The book is set in an America of a near future. In this society, a kind of Mega suburbia, books are banned and Firemen instead of extinguishing fires have the parodoxical task of setting fire to (horror of horrors) the last remaining books! Books are destroyed because it is feared that they contain ideas and ideas can only disturb a society once it thinks it has attained perfection. Whatever books are still found they are joyfully torched.

One of the firemen, a guy named Montag (a weekend has passed since man was a savage cannibal), after bumping into a mysterious “flower” girl, experiences a kind of consciousness crisis and starts to ask existential questions. Meeting the girl is a first of a series of epiphany - kind encounters, one with the lovely girl, one when he sees an old woman who dies in the flames with her books, one when he has a chat with a lonely intellectual. The old man’s tale makes Montag think and reject the society in which he has been living up till now.

One prediction of Bradbury has already proved true. Discarding books, people turn to the telly for their entertainment. Not the black and white gizmos of the fifties, but the televisions of today, flat and furious, HD, Herzy, Megapixly, wall-wide and surround soundy. High-tech indeed, but the programs, as we have already been accustomed to, are moronic to the core: endless sitcoms, reality tv stupidities and a constant stream of “breaking news” interruptions. Sound familiar doesn’t it?

People seem to be really doped by this room invading television, Montag’s wife sure is but it doesn’t make her happier. One evening, Montag finds her collapsed, filled with pills, an attempted suicide. In this future society, suicide is so common that some kind of plumber - intubation teams drive around to rescue people. They plug their tubes in all the orifices, pump pump pump, and they are away for their next call.

Another way to escape boredom is car violence. The streets at night have become the playground for sadistic youth whose idea of fun is to run down any lonely walker who has the carelessness to walk on the road.

The originality of Bradbury’s desensitized utopian world lies in the fact that it is self- inflicted. Indeed, it is the citizens themselves who have backed away into this world where critical thinking has been banned.
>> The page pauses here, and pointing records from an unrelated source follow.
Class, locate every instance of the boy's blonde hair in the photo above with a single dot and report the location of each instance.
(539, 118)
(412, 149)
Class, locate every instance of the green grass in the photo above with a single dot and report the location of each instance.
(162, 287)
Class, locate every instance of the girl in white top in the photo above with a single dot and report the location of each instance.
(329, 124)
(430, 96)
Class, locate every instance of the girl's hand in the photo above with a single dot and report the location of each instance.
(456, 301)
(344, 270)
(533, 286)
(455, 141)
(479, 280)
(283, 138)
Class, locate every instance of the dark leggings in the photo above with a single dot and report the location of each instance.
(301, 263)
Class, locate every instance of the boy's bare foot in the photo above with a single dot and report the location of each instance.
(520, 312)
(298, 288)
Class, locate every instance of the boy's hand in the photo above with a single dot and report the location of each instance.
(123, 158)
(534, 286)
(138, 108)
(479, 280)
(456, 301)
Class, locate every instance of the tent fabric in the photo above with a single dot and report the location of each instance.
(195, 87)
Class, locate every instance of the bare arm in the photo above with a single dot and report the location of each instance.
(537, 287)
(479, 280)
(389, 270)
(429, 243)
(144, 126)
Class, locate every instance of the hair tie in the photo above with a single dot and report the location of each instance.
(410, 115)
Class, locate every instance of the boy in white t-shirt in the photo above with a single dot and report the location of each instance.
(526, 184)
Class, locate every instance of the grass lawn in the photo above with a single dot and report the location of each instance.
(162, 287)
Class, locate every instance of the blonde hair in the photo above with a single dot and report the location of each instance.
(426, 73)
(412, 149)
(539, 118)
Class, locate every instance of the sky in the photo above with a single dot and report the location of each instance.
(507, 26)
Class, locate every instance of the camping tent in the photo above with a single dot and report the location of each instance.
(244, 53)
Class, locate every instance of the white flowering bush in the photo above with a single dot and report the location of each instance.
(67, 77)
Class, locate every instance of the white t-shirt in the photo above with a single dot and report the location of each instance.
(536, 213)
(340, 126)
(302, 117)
I think it is one of the most poignant messages of Fahrenheit 451, that as a herd, we don’t necessarily need an enemy to close us up, the fear of an enemy, real or imagined, is sufficient to give up our own liberty.

Now it seems that Montag has been a naughty boy. In a secret closet, out of curiosity for what his job makes him destroy, he keeps some books. One of them is, hallelujah, the Bible. Montag starts to act queer and his boss and colleagues find out rather quickly what is wrong with him and they send the dog after him. The dog is some creepy electronic Doberman with six paws and a lethal needle between its jaws.

Montag flees, escapes the dog by crossing the river and falls in the hands of some literary hobos, all bookish people, professors, editors and critics. They gather around the fire in the woods. They want to know what Montag has read, because they can, thank you lord, excerpt whatever you have been reading out of your brain. Great, nothing is lost. Reason triumphs.

Mass culture, commercialism and the disappearance of objective criticism , today are already “de rigueur”. We are more controlled than we dare or want to admit. Books are under threat too. They are not burned yet, but they are massively changed into digitalized version. Digitalized versions are easier to manipulate. They can even be changed when you have already paid them and they are (you think) safely in your reader. In 2009 Amazon from a distance, was able to erase, both the books 1984 and Animal Farm in the Kindle of their customers. In the wake of mass international protest, Amazon apologized and promised not to repeat such an action. Maybe, but we are warned that it is possible.  

So while Bradbury’s Fahrenheit feels a bit dated here and there, I find that the messages he brings remain actual. Even after 50 years, we should not erase this one from our shelves.